La política de Morena siempre ha tenido una característica que la distingue de otros partidos: antes que una maquinaria electoral, se asume como un movimiento de organización territorial. Por eso no resulta extraño que, conforme se acerca la definición de la candidatura, la dirigencia nacional insista en fortalecer precisamente esa parte del proceso. El mensaje de Ignacio Mier parece confirmar que la prioridad no está en alimentar especulaciones, sino en mantener activo al partido desde sus bases.
También conviene observar otro aspecto que pasó casi desapercibido. Mientras públicamente se mantiene el discurso de unidad, los aspirantes continúan recorriendo el estado y fortaleciendo su presencia entre la militancia. No se trata únicamente de posicionarse frente a la ciudadanía; se trata de consolidar el respaldo de quienes conocen el funcionamiento interno del partido y forman parte de su estructura territorial. Ahí se encuentra, probablemente, la competencia más intensa de este proceso.

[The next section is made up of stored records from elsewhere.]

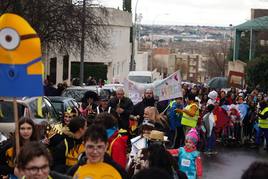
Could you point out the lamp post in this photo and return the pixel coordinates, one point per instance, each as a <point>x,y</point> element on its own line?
<point>231,39</point>
<point>158,15</point>
<point>132,60</point>
<point>82,52</point>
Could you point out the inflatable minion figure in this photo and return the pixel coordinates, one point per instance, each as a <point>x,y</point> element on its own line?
<point>21,68</point>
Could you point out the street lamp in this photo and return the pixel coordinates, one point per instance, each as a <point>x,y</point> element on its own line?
<point>132,60</point>
<point>158,15</point>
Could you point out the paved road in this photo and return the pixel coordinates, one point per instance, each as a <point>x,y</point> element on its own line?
<point>230,163</point>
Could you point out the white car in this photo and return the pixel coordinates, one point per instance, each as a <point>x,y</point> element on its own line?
<point>27,107</point>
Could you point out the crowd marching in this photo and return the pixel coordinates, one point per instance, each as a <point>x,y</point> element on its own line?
<point>153,139</point>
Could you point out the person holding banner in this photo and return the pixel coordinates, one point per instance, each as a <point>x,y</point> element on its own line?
<point>123,107</point>
<point>148,100</point>
<point>190,113</point>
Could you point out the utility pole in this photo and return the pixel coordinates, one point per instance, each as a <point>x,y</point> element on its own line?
<point>82,52</point>
<point>132,60</point>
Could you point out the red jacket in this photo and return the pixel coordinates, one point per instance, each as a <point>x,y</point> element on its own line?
<point>118,148</point>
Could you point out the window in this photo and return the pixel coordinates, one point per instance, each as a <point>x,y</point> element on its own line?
<point>65,67</point>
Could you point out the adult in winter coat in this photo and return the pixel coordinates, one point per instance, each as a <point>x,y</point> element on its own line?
<point>123,107</point>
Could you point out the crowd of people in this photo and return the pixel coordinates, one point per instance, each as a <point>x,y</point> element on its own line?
<point>113,137</point>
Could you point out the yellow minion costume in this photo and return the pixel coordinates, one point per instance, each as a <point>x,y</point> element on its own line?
<point>21,68</point>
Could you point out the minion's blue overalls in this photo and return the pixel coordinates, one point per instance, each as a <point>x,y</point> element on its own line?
<point>22,83</point>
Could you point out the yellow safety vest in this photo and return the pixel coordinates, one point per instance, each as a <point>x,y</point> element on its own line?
<point>97,171</point>
<point>188,120</point>
<point>73,154</point>
<point>263,123</point>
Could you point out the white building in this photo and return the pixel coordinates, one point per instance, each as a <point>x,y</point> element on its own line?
<point>116,57</point>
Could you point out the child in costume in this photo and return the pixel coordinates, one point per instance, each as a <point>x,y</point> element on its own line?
<point>189,160</point>
<point>235,123</point>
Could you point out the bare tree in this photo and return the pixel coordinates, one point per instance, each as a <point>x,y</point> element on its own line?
<point>58,22</point>
<point>217,53</point>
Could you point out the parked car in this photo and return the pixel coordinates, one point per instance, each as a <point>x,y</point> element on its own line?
<point>27,107</point>
<point>61,104</point>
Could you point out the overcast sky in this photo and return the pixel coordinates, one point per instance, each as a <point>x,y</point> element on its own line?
<point>192,12</point>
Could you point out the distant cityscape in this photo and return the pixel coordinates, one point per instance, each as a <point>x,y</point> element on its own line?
<point>187,33</point>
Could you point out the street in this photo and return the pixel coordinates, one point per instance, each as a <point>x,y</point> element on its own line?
<point>230,163</point>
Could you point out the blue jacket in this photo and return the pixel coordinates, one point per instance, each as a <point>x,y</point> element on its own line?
<point>186,162</point>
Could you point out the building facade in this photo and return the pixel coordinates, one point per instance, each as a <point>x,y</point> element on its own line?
<point>114,58</point>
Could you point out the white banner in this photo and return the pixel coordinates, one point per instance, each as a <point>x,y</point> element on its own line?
<point>168,88</point>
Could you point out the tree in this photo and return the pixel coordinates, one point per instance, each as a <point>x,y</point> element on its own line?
<point>257,73</point>
<point>58,22</point>
<point>217,53</point>
<point>127,5</point>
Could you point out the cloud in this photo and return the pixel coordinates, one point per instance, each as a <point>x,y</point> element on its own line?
<point>202,12</point>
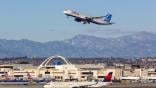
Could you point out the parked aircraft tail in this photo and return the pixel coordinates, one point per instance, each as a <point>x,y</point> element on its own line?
<point>29,76</point>
<point>108,17</point>
<point>108,77</point>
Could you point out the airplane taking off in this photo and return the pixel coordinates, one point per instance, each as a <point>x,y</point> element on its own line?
<point>86,19</point>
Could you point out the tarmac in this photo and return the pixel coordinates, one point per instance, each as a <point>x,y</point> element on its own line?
<point>132,85</point>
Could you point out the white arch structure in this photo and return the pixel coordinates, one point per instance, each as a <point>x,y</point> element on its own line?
<point>45,63</point>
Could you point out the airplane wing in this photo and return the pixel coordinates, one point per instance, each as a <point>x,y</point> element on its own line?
<point>99,17</point>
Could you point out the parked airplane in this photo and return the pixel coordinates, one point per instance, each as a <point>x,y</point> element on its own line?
<point>105,82</point>
<point>86,19</point>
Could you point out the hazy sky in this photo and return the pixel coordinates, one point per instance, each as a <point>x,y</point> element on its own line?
<point>43,20</point>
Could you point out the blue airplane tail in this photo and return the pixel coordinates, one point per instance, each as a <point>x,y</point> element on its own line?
<point>108,17</point>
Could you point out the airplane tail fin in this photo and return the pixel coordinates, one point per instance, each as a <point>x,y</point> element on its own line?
<point>108,77</point>
<point>108,17</point>
<point>29,76</point>
<point>6,76</point>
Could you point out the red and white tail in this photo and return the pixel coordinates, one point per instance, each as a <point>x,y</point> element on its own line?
<point>108,77</point>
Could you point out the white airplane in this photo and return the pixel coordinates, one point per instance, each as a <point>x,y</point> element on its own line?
<point>86,19</point>
<point>105,82</point>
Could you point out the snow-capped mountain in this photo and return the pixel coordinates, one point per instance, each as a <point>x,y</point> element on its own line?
<point>136,45</point>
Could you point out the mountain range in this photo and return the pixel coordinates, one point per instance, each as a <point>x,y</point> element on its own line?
<point>140,44</point>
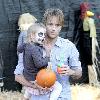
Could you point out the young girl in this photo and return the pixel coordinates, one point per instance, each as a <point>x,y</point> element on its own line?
<point>24,22</point>
<point>35,59</point>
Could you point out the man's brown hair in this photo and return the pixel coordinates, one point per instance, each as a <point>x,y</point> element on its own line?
<point>54,12</point>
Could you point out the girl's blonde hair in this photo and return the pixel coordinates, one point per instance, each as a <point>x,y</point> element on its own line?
<point>26,18</point>
<point>54,12</point>
<point>32,30</point>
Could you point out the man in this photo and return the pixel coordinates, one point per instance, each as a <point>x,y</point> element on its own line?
<point>61,51</point>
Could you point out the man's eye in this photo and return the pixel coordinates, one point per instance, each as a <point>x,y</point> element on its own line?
<point>40,34</point>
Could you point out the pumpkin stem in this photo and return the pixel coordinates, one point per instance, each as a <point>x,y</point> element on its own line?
<point>49,67</point>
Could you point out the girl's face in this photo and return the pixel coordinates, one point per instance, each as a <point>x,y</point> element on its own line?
<point>40,35</point>
<point>53,27</point>
<point>25,26</point>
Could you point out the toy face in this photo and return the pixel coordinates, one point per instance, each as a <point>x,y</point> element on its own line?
<point>40,36</point>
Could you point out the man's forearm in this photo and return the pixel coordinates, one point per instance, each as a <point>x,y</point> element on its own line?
<point>23,81</point>
<point>76,74</point>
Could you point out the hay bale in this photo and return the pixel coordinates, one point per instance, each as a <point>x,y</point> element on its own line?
<point>79,92</point>
<point>85,92</point>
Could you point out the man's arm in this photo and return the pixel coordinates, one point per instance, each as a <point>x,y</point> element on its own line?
<point>20,78</point>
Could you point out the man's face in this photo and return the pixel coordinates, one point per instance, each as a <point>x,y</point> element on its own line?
<point>53,27</point>
<point>40,35</point>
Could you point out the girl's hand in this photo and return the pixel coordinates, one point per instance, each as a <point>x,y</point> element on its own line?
<point>65,70</point>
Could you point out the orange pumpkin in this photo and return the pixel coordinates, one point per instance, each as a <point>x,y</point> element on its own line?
<point>46,78</point>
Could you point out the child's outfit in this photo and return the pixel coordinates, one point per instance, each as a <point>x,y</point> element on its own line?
<point>34,58</point>
<point>40,60</point>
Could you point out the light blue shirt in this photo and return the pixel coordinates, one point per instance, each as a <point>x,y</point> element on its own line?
<point>65,52</point>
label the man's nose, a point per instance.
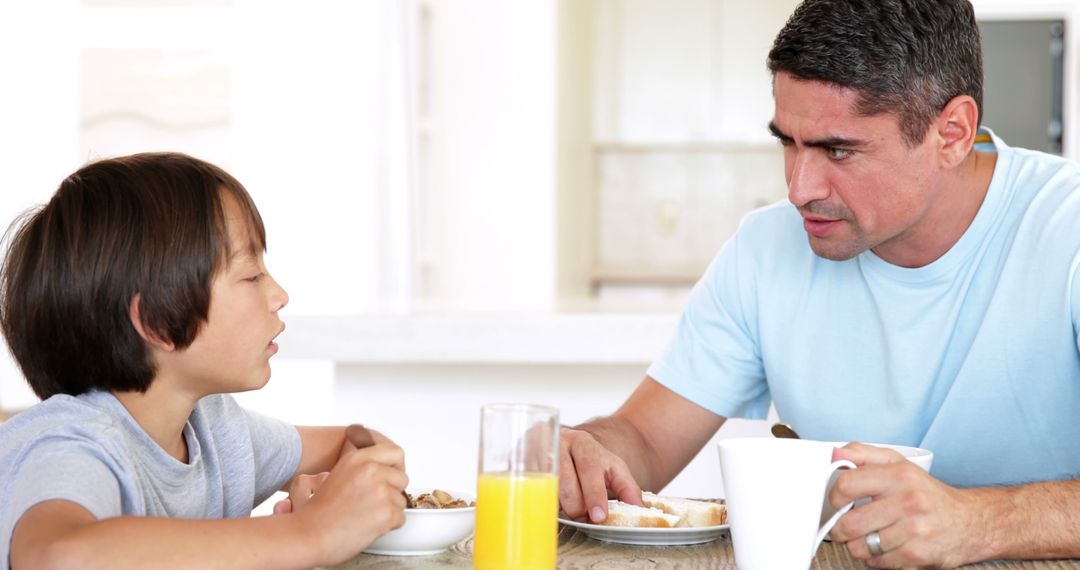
(806, 178)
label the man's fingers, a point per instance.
(593, 477)
(569, 488)
(623, 486)
(859, 521)
(862, 455)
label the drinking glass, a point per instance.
(517, 488)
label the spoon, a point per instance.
(784, 431)
(361, 437)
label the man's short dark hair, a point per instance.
(150, 225)
(908, 57)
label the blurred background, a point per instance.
(469, 201)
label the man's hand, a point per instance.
(921, 520)
(586, 471)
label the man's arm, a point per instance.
(644, 444)
(360, 501)
(923, 521)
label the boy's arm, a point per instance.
(360, 501)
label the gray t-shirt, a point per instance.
(88, 449)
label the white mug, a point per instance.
(774, 491)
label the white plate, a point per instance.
(649, 537)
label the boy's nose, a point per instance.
(280, 297)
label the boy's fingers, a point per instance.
(385, 453)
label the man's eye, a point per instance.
(838, 153)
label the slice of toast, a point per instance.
(691, 513)
(621, 514)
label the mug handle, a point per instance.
(836, 516)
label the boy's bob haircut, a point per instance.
(149, 226)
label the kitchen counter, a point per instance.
(481, 338)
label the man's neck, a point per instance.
(162, 412)
(959, 201)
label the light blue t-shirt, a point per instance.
(89, 449)
(974, 356)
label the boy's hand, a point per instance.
(356, 502)
(300, 490)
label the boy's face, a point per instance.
(232, 350)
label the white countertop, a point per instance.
(481, 338)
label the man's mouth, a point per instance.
(819, 227)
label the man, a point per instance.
(921, 287)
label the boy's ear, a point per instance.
(150, 337)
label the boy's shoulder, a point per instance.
(59, 418)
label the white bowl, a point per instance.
(428, 531)
(922, 458)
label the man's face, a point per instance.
(855, 181)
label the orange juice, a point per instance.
(516, 521)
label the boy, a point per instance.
(134, 302)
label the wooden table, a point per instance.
(578, 552)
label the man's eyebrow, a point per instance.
(821, 143)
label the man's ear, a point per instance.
(150, 337)
(956, 127)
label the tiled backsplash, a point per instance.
(664, 212)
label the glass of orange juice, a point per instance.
(517, 488)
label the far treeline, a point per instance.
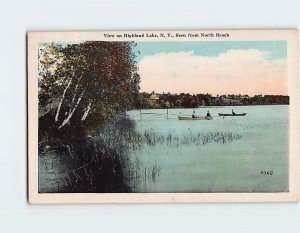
(186, 100)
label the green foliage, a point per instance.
(89, 81)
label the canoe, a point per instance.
(224, 114)
(197, 118)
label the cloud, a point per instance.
(234, 72)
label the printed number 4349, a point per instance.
(266, 173)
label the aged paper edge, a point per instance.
(291, 35)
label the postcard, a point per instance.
(163, 116)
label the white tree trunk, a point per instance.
(86, 112)
(72, 111)
(62, 100)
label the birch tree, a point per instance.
(92, 81)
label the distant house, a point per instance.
(154, 97)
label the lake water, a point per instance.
(193, 160)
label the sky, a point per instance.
(231, 67)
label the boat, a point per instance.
(225, 114)
(195, 118)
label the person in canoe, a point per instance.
(194, 115)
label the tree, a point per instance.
(91, 81)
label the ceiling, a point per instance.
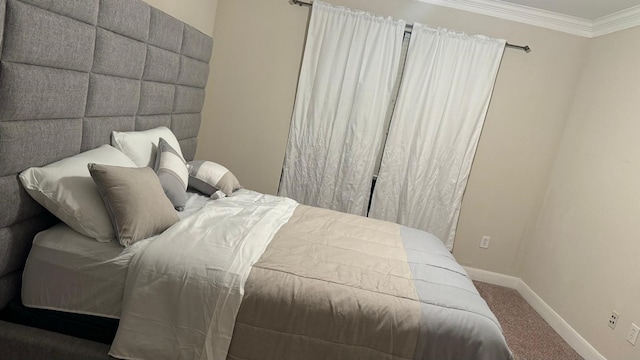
(587, 18)
(585, 9)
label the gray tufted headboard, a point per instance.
(71, 72)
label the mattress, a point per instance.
(70, 272)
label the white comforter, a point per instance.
(184, 289)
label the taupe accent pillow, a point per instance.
(173, 174)
(135, 201)
(208, 177)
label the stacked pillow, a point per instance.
(117, 192)
(160, 150)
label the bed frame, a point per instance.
(70, 73)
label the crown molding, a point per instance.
(621, 20)
(547, 19)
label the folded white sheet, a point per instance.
(184, 289)
(70, 272)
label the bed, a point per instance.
(298, 282)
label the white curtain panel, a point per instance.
(443, 100)
(350, 63)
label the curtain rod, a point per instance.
(409, 27)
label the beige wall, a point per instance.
(256, 60)
(583, 255)
(198, 13)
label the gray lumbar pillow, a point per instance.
(134, 200)
(209, 177)
(173, 174)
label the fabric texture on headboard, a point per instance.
(70, 73)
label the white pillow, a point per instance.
(66, 189)
(142, 146)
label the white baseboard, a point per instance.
(569, 334)
(492, 278)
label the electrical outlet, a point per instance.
(633, 334)
(613, 319)
(484, 243)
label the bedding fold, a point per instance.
(184, 289)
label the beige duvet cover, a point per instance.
(338, 286)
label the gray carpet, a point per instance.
(528, 335)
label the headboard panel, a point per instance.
(70, 73)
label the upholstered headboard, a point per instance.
(71, 72)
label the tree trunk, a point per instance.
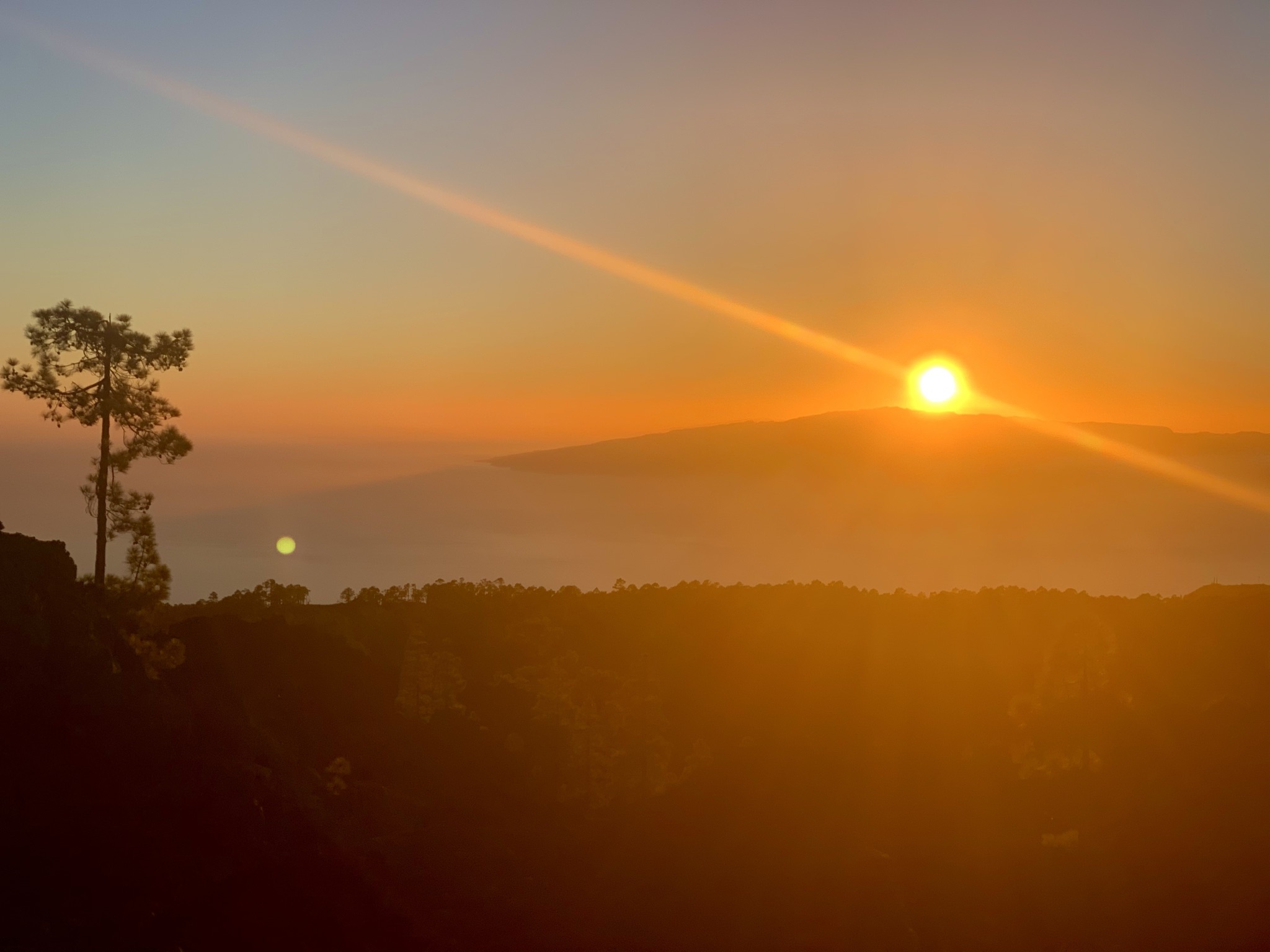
(103, 467)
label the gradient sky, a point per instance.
(1072, 198)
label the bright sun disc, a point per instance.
(938, 385)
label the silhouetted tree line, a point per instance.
(491, 765)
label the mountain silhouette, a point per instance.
(881, 499)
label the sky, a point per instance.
(1070, 198)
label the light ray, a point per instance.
(621, 267)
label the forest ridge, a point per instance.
(482, 764)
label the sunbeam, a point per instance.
(621, 267)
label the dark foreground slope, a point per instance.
(696, 767)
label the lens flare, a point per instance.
(662, 282)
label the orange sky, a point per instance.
(1054, 198)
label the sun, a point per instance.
(936, 385)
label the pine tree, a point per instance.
(97, 371)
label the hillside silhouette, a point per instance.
(488, 765)
(886, 498)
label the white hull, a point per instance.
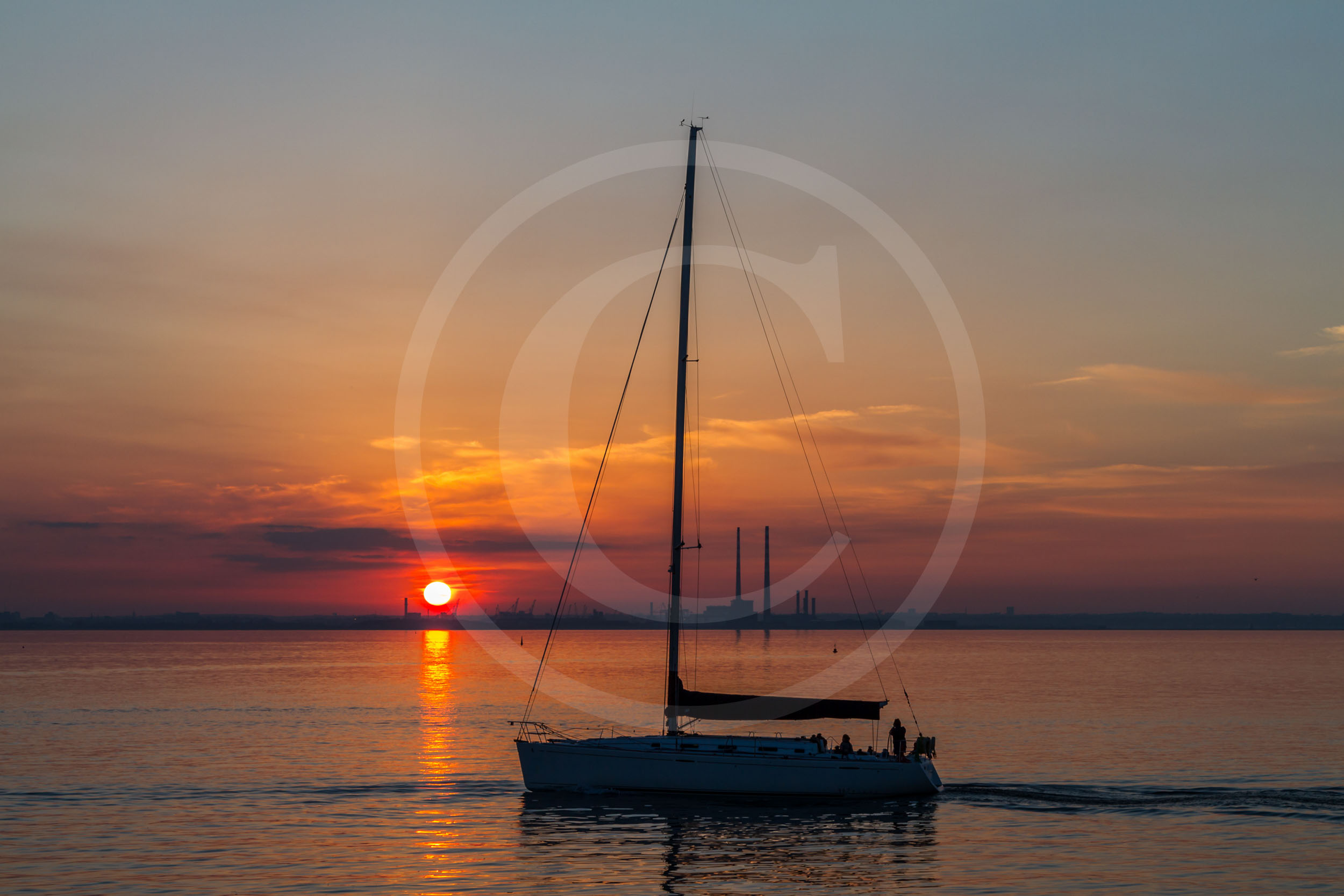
(633, 763)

De acuerdo con las propias reglas anunciadas por Morena, primero se definirán dos mujeres y dos hombres como propuestas del partido. Posteriormente, esas propuestas se integrarán con las que presenten el Partido del Trabajo y el Partido Verde Ecologista de México para construir la propuesta de la coalición. El procedimiento todavía tiene etapas por recorrer, pero cada paso acerca más el momento en que el partido deberá tomar una decisión que marcará el rumbo político de Sinaloa.
En las últimas horas también ha trascendido que varios de los aspirantes han sostenido reuniones privadas y continúan atendiendo convocatorias de la dirigencia nacional. Son movimientos naturales en un proceso interno de esta dimensión, pero que confirman una realidad: la competencia ya dejó de desarrollarse frente a las cámaras y comenzó a concentrarse en los espacios donde Morena construye sus acuerdos.
Mientras la oposición sigue buscando la fórmula para construir una alianza competitiva rumbo a 2027, Morena ya se encuentra resolviendo quién encabezará el proyecto político más importante del estado. Son dos tiempos distintos. Dos estrategias diferentes. Unos todavía trabajan en la suma de partidos; otros afinan el mecanismo para elegir a quien llevará la responsabilidad de conducir al movimiento en la próxima elección.
Los próximos días seguirán alimentando rumores, mediciones y análisis sobre quién aparece mejor posicionado. Habrá listas, filtraciones y toda clase de interpretaciones. Sin embargo, quizá la verdadera historia no esté en los nombres que circulen, sino en el método que Morena decidió privilegiar para llegar a la decisión final.
Porque al final, las candidaturas no siempre las define quien consigue más reflectores.
Con frecuencia terminan en manos de quien logró construir el mayor respaldo dentro de su propio movimiento.
Y esa diferencia, pocas veces se alcanza a ver desde fuera.
Porque en política, lo importante no siempre es lo que se dice… sino lo que realmente significa. Y recuerden: La sesión sigue abierta!!